代替策と全経過の評価

 しばしば環境問題を考える際に、1つの物質や要因だけを取り上げ、その害を論じることがあります。たとえば塩素系農薬の残留による環境汚染問題などです。しかし、環境問題に限らず、すべての物事には両面があります。
 スリランカでは、マラリア対策としてDDTやBHCなどの塩素系農薬が水路などの消毒に大量に使われていました。これに対し、先進国の環境団体が反対し、こういう農薬を使い続けるなら開発援助を停止するよう、それぞれの政府にはたらきかけました。そこでスリランカ政府はこうした農薬の使用を禁止しましたが、その結果としてマラリアが大発生し、何十万人もの住民が亡くなるということがありました。
 たしかに塩素系農薬はがんや先天異常などの問題をひき起こす可能性があります。しかし、限られた資金のなかでもっとも有効に住民の命や健康を守るためには、将来のがんよりは、まず最大の脅威であるマラリア対策を優先させるのは合理的なことです。こうした経験に学び、スリランカではふたたび塩素系農薬を、ただし注意して限定的に使うようになったということです。
 かつて地球温暖化対策として、原子力発電のほうが石炭や石油などの化石燃料を燃やす火力発電より優れているという議論がありました。たしかに、運転中の二酸化炭素排出量はその原料の製造過程を含めても原子力のほうが少なく優れていたことから、全国に多数の原子力発電所がつくられました。
 しかし、2011年3月11日の東日本大震災後の津波が襲った東京電力福島第一原子力発電所の事故とその後の放射能で汚染された地域の回復には、20兆円以上かかるといわれ、上記のような試算の甘さを白日の下に突き付けました。あれが1000年に一度の天災で不可抗力であったという弁解もありますが、少なくとも施設の建設から運転、そして設備や使用済み核燃料廃棄までの全経過を考慮に入れた判断(ライフサイクルアセスメント)がこれからますます必要になると思います。

■量的・相対的な把握
 環境対策を多面的に考える代案も含めて評価するということを実行するためには、個々の原因を離れ、いろいろな病因の影響を定量化し相対的に評価することが必要になります。

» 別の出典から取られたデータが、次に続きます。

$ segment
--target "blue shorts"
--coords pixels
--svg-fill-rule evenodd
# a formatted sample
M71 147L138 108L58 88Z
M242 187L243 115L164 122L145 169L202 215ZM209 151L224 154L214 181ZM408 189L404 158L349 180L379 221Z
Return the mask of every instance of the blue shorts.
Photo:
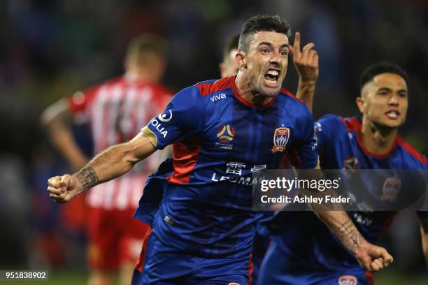
M249 279L250 256L212 258L183 251L150 234L134 270L132 285L245 285Z
M373 284L371 274L362 268L337 268L335 270L315 268L308 262L292 260L272 242L263 261L258 284Z

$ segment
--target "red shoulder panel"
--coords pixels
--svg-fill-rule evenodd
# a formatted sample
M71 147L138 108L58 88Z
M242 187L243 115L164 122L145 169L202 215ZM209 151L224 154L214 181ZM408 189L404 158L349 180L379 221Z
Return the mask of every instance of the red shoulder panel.
M234 78L234 76L231 77ZM231 77L219 79L213 83L201 83L196 87L199 89L201 96L204 96L230 87L230 78Z

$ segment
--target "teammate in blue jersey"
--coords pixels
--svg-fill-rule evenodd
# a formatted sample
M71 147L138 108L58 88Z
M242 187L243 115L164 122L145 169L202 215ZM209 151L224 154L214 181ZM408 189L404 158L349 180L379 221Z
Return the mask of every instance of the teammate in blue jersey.
M407 82L405 71L390 63L373 64L363 72L361 95L357 98L362 119L327 115L315 122L322 168L427 168L426 158L397 134L406 120ZM311 105L312 97L302 98ZM406 195L404 189L400 193L399 186L397 190L394 194L383 194L389 195L390 200ZM373 243L387 228L395 213L348 212L358 230ZM428 258L428 213L418 214L424 254ZM270 223L273 242L262 265L260 284L373 283L373 275L340 246L313 213L282 212Z
M133 140L102 152L73 175L48 180L52 199L67 202L173 145L173 171L134 284L248 282L255 221L262 214L252 210L252 173L277 168L289 147L297 149L302 167L318 162L311 115L281 89L288 36L290 27L278 16L249 19L235 57L236 76L183 89ZM368 270L392 261L345 212L317 214Z

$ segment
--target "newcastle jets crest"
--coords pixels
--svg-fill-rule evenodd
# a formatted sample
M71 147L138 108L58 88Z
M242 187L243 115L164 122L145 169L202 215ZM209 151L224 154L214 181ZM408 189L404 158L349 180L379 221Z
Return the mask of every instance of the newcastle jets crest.
M288 142L290 137L290 129L276 128L273 133L273 147L272 152L283 152L285 149L285 145Z
M383 183L380 200L394 202L400 191L401 180L396 177L388 177Z

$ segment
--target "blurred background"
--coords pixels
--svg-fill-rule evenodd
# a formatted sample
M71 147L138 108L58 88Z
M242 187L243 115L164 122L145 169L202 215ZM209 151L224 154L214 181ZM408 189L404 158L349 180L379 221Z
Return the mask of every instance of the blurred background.
M315 44L320 75L315 119L329 112L358 115L362 71L378 61L400 64L410 77L401 133L427 152L427 0L3 0L0 270L50 270L50 284L83 284L86 278L85 208L78 202L59 206L46 194L47 179L70 169L41 126L43 109L122 74L128 40L143 32L167 39L163 81L173 90L218 78L227 37L262 13L288 20L303 44ZM297 86L290 64L284 87L295 92ZM75 129L85 137L84 126ZM79 141L90 152L90 142ZM414 213L399 214L382 242L395 262L377 275L378 284L427 284Z

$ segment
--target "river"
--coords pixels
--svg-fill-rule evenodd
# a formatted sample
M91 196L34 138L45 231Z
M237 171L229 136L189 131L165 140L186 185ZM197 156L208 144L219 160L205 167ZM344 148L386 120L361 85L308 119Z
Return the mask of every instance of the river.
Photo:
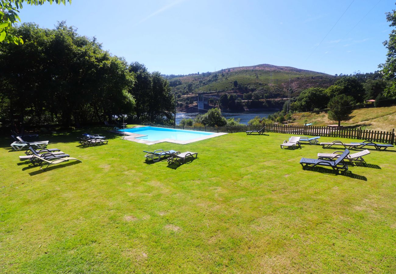
M237 119L240 118L240 121L239 122L241 124L247 124L248 122L256 116L259 116L261 117L267 117L270 114L273 114L278 110L260 110L259 111L249 111L244 112L234 112L234 114L228 114L227 113L222 113L222 115L227 119L234 118ZM194 119L199 114L198 112L179 112L176 114L176 124L180 122L180 121L183 118L188 119L191 118ZM202 114L203 114L203 113Z

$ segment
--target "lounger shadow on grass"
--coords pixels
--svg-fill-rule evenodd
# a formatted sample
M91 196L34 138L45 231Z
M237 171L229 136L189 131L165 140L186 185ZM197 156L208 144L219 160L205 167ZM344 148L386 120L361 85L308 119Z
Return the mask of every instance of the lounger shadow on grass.
M367 178L366 177L360 175L355 174L352 173L350 171L345 171L345 172L343 172L341 174L338 173L337 175L337 172L333 169L330 169L328 168L326 168L326 167L322 167L318 166L312 167L309 169L306 170L306 171L310 171L316 172L320 172L320 173L326 173L327 174L333 174L334 175L336 175L337 176L344 176L346 177L352 178L353 179L357 179L358 180L361 180L364 181L367 181Z
M265 135L266 136L269 136L270 135L269 134L266 134L265 133L261 133L261 134L260 134L259 135L259 134L249 134L249 136L262 136L263 135Z
M50 167L48 167L45 170L42 170L42 169L38 169L38 170L36 170L35 171L32 171L31 172L29 173L29 175L31 176L33 176L34 175L37 175L37 174L40 174L42 173L44 173L44 172L47 172L49 171L51 171L51 170L53 170L53 169L56 169L57 168L61 168L62 167L68 167L70 166L73 166L73 165L76 165L77 164L80 164L81 162L74 161L70 162L67 163L65 163L65 164L63 164L61 165L59 165L58 166L52 166ZM34 166L32 166L32 167L36 167Z
M191 164L191 163L194 160L196 159L198 159L198 157L197 157L196 158L194 158L193 157L188 157L188 158L186 158L186 162L185 162L184 164L183 164L177 162L171 163L170 164L168 164L166 166L167 167L169 167L169 168L171 168L172 169L175 169L181 166L184 166L184 165Z
M166 157L164 157L163 159L161 159L159 161L157 161L157 162L154 162L152 160L148 160L146 159L143 162L147 165L152 165L153 164L156 164L157 163L160 163L162 162L166 162L166 160L167 158Z
M360 166L362 167L369 167L370 168L375 168L376 169L381 169L381 167L378 165L373 165L371 164L367 164L367 163L354 163L353 165L355 166Z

 たとえば、塩素系農薬で10万人のうち何人ぐらいががんになるのか、逆に塩素系農薬を使わないと何人がマラリアに罹患(りかん)し、命を落とすのか。失われる人間の命の数という共通尺度を用いれば、それぞれの場合の被害を量的に比較することができます。むろんその計算においては、分母となる人数、すなわち1000人あたりとか10万人あたりという発生頻度が問題であり、加えて時間のことも考慮する必要があります。平均寿命を80歳とすると、そこまで生きるはずの子どもが命を失う場合と高齢者が亡くなる場合は同じではありません。これらをあわせると、影響の評価の指標として[被害で失われた総生存年数/集団の人数]という式が考えられ、この式から求められる値をリスクと呼ぶことができます。
 ここでは被害の大きさだけでなく、分母を置くことで頻度も考えていることが重要です。たとえば、多くの市販の食品には合成保存料が入れられていましたが、最近は一部の合成保存料の化学物質ががんを起こす懸念から、無添加の食品が好まれます。しかし、腐敗した食品に起因する食中毒や、あるいは細菌やカビがつくる自然由来の化学物質の発がん性は大丈夫でしょうか。
 また、合成化学物質が広く使われる前は、腐敗を防ぐために漬けものなどは塩分を濃くしていました。高濃度の塩分摂取は、いうまでもなく高血圧、脳卒中などをふやします。これらの頻度は化学物質によるがんより、はるかに大きいと考えられています。